15.Heartworms, unlike roundworms and hookworms, invade the heart and treatment is longer, more complex, more costly, and in many cases, riskier than the treatment for parasitic worms.
16.Contrary to popular belief, a blue tongue doesn’t necessarily mean a dog has Chow Chow in its DNA, a breed known for its blue tongue, but it suggests the dog may have some Chow Chow in its lineage.
4
SAVING DOGS
ALL OF THOSE LUCKY DOGS NOW IN THE ba
ck of the truck had come from somewhere and I knew they had beaten long odds to be at the door of Greg’s trailer on that warm, rainy morning in Alexandria. But I wanted to know where they had come from and how they wound up on Greg’s transport, on their way to a second chance at life and love.
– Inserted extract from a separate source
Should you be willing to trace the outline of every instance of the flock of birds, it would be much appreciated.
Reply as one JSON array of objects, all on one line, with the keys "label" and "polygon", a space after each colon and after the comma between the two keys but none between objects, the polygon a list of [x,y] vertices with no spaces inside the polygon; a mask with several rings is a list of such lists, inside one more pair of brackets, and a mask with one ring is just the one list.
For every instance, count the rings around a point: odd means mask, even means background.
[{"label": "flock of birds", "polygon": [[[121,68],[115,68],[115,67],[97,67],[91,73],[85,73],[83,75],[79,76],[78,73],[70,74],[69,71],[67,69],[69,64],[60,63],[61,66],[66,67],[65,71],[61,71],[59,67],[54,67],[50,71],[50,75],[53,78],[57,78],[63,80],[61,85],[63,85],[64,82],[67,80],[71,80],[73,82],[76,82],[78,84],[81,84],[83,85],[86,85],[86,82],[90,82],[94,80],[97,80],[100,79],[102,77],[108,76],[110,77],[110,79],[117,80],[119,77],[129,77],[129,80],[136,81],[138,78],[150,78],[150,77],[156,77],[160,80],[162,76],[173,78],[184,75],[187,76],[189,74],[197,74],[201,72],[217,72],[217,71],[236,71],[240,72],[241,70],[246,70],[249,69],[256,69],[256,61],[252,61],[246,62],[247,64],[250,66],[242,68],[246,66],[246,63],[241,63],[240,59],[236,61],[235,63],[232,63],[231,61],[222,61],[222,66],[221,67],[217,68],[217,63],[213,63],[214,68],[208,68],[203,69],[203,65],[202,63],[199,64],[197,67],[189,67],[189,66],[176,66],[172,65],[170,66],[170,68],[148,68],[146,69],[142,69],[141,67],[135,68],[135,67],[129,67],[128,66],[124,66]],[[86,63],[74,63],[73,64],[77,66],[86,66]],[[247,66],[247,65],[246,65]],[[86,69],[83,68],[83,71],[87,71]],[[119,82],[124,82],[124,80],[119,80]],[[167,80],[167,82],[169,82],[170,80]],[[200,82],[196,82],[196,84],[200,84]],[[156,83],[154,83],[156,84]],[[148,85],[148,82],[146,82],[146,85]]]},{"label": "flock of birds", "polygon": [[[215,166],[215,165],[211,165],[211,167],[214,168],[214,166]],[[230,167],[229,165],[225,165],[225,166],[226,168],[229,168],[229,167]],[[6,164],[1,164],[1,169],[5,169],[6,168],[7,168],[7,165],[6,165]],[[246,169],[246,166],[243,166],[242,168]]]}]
So I went back to Louisiana a few weeks later to find out more about the one thing (or person, I should say) all of them had in common, including my own Albie: Keri Bullock Toth, a four-foot-ten-inch dynamo in her late thirties whose orbit each of these pooches had the good fortune to fall into.
As I stand talking with Dr. Bari Haas in an examination room at her Alexandria area clinic one day, Keri comes in with two terrier mix puppies under her arms. In addition to the endless hours she devotes to rescue, she works full-time here as a vet tech. The pups are about three months old and were dropped off by a woman who’d been given Keri’s name by a local pet supply store. Months earlier, the same woman called Keri and told her a dog had been hit by a car and had limped into her yard. Could Keri help? When the injured dog was brought to the clinic, Keri was suspicious—she has uncanny instincts about dogs and about people with dogs. When pressed, the woman admitted the dog was actually hers and it was often left free to roam. The ploy was to try and get veterinary care paid for by the Humane Society of Central Louisiana by pretending it was a stray found by a Good Samaritan. Keri has seen so much of this, and worse, that she often simply shrugs as if to say, “People. What can you do?”